There are many instances where you may want to see what kind of PHP settings other people are using and what better source of this information then the phpinfo() page.
The problem with finding a reliable pool of such pages is that basic search often contaisn many blog, forum, bugs.php.net and alike entries which area copy & paste outputs from users. This maybe fine in some instances, but what if you just want the real phpinfo() pages. The answer is surprisingly simple.
To get the data you need to simply need to search for a element always present on the phpinfo() page such as the "Zend Scripting Language Engine" string and then for a user-agent containing the indexing bot of your favorite search engine. Among the data displayed by the phpinfo() page is a header containing the browser provided User-Agent field, which is always populated by respectable crawlers such as the ones uses by Google and Yahoo. The presence of this value guarantees that the page shown will be an actual page, rather then a copy in paste where the field will be populated by the user's own browser.
Here are the sample search queries for
Google and
Yahoo!.
Both of the search engines display tens of thousands of results, however Yahoo seems to find three times as many pages as Google (118,000 entries vs Google's mere 38,000). Random spot checks show that nearly every result is valid, with most invalid ones being attributed to removed phpinfo() pages, however those often have a "cached" version, so the data is still around. Unfortunately, both search engines cap the result set at 1,000, so you'd need to add additional filters to get around this limit.
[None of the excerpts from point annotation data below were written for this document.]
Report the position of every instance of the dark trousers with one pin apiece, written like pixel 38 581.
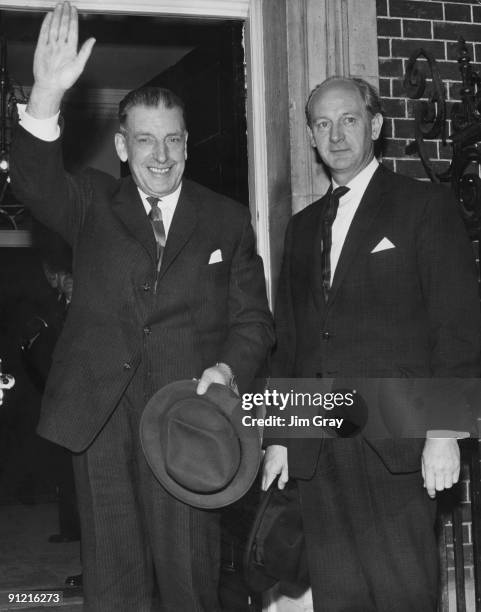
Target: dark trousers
pixel 132 529
pixel 370 534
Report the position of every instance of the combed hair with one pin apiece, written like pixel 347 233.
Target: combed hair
pixel 368 93
pixel 149 96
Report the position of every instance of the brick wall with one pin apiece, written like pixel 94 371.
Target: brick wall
pixel 403 26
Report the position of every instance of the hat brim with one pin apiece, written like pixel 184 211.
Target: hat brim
pixel 220 396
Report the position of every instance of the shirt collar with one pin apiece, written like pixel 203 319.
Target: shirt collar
pixel 168 201
pixel 359 183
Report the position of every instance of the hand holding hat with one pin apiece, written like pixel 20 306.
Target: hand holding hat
pixel 196 445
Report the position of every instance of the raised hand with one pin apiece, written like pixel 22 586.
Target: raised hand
pixel 57 64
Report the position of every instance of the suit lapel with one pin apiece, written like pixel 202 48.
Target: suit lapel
pixel 313 242
pixel 367 211
pixel 181 228
pixel 128 207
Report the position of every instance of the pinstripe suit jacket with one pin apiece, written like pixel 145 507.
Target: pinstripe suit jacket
pixel 409 311
pixel 199 314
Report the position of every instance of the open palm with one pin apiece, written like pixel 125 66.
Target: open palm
pixel 56 64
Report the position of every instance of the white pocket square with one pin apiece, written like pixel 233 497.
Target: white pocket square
pixel 215 256
pixel 383 246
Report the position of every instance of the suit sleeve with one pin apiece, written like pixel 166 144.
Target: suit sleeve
pixel 450 287
pixel 449 282
pixel 40 182
pixel 250 331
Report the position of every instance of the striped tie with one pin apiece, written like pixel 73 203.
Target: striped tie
pixel 155 217
pixel 327 222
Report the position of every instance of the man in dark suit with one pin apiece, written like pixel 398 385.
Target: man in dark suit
pixel 378 284
pixel 175 296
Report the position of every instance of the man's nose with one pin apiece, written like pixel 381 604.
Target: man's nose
pixel 337 132
pixel 160 151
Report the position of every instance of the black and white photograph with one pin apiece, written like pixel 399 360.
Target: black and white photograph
pixel 240 318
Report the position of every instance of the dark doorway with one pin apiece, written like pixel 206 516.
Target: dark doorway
pixel 203 61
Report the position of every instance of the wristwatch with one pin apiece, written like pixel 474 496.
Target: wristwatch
pixel 231 382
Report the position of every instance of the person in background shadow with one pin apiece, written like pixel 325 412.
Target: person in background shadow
pixel 378 281
pixel 39 337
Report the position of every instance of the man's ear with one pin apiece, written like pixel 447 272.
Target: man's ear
pixel 376 125
pixel 121 146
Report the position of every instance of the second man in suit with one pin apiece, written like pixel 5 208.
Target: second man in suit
pixel 379 282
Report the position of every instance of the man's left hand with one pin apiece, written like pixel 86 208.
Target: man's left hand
pixel 219 373
pixel 440 464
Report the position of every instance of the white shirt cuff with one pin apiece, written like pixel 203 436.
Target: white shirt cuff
pixel 447 433
pixel 44 129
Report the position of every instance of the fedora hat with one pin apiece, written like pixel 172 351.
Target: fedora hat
pixel 275 549
pixel 196 445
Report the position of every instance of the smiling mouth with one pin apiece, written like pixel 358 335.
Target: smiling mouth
pixel 159 171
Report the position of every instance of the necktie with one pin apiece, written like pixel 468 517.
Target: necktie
pixel 326 229
pixel 155 216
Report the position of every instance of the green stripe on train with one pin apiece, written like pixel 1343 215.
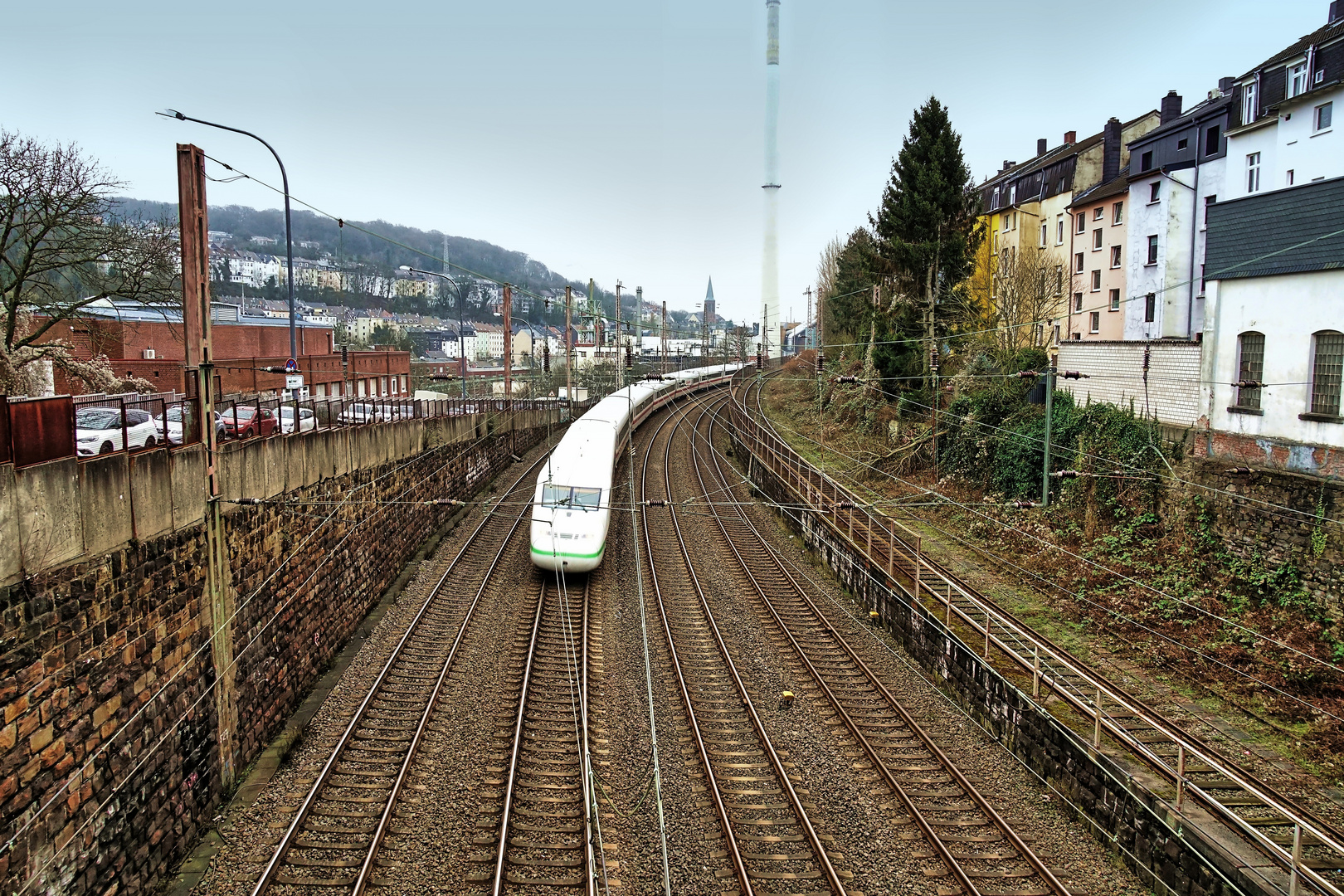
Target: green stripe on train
pixel 565 553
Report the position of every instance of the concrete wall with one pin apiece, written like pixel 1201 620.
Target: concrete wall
pixel 71 509
pixel 1116 375
pixel 112 743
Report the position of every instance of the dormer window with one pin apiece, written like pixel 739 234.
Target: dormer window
pixel 1298 80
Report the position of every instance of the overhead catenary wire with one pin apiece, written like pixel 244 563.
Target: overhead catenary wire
pixel 188 660
pixel 1079 558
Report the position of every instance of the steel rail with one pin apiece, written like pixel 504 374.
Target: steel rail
pixel 518 747
pixel 962 782
pixel 301 816
pixel 834 881
pixel 1298 817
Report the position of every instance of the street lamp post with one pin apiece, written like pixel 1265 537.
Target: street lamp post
pixel 290 238
pixel 461 317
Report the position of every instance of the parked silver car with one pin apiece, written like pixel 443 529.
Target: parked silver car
pixel 307 419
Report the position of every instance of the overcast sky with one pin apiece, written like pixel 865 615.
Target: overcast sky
pixel 605 139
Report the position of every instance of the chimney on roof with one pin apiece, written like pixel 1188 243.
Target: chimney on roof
pixel 1171 106
pixel 1110 151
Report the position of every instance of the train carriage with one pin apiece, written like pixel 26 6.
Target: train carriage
pixel 572 505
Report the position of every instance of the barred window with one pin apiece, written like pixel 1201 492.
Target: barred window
pixel 1327 366
pixel 1250 368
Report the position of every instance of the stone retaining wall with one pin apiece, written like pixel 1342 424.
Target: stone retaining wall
pixel 110 748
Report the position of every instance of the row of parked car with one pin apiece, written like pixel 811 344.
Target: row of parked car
pixel 104 429
pixel 101 430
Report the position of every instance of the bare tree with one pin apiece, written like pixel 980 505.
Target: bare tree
pixel 62 249
pixel 1027 289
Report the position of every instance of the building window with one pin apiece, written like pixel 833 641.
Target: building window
pixel 1327 366
pixel 1250 368
pixel 1298 80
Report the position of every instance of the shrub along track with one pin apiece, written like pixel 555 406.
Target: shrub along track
pixel 975 845
pixel 1244 802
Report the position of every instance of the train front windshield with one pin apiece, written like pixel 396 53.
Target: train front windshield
pixel 572 497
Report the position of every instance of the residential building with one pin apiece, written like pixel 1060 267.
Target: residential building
pixel 1097 223
pixel 1176 173
pixel 1274 338
pixel 1283 134
pixel 1025 208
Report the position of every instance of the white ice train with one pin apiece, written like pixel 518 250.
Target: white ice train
pixel 572 507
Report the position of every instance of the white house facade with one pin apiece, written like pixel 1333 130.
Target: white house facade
pixel 1274 347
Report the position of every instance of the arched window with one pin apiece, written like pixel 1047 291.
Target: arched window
pixel 1250 368
pixel 1327 367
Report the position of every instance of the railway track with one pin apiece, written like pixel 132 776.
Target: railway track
pixel 1300 841
pixel 542 821
pixel 332 843
pixel 976 846
pixel 767 832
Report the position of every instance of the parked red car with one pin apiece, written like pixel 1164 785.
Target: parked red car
pixel 245 421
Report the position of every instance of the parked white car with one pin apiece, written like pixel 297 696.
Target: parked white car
pixel 307 419
pixel 99 430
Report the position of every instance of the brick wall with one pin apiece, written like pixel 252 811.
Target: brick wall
pixel 1116 375
pixel 106 661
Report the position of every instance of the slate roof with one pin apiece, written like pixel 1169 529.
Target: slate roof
pixel 1105 191
pixel 1319 37
pixel 1283 231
Aside from the phpinfo() data you can also find some interesting data on the frequency of the crawler's visits. Both crawlers send the
"If-Modified-Since" header trying to identify "old" pages that have changed since last visit to avoid having to download the page again. When you looked at the cached phpinfo() output you can compare that value to the "retrieval date" shown at the top of all the cached pages.
While there are plenty of harmless uses of the data displayed, in many instances this can reveal far more information then the user/hoster desires to outside sources, and can be used for evil rather then good
. The general advise has been that phpinfo() pages are not left out in the open and are only created temporarily for debugging purposes. This tip is especially important for users utilizing older version of PHP where the output is vulnerable to XSS and CSRF.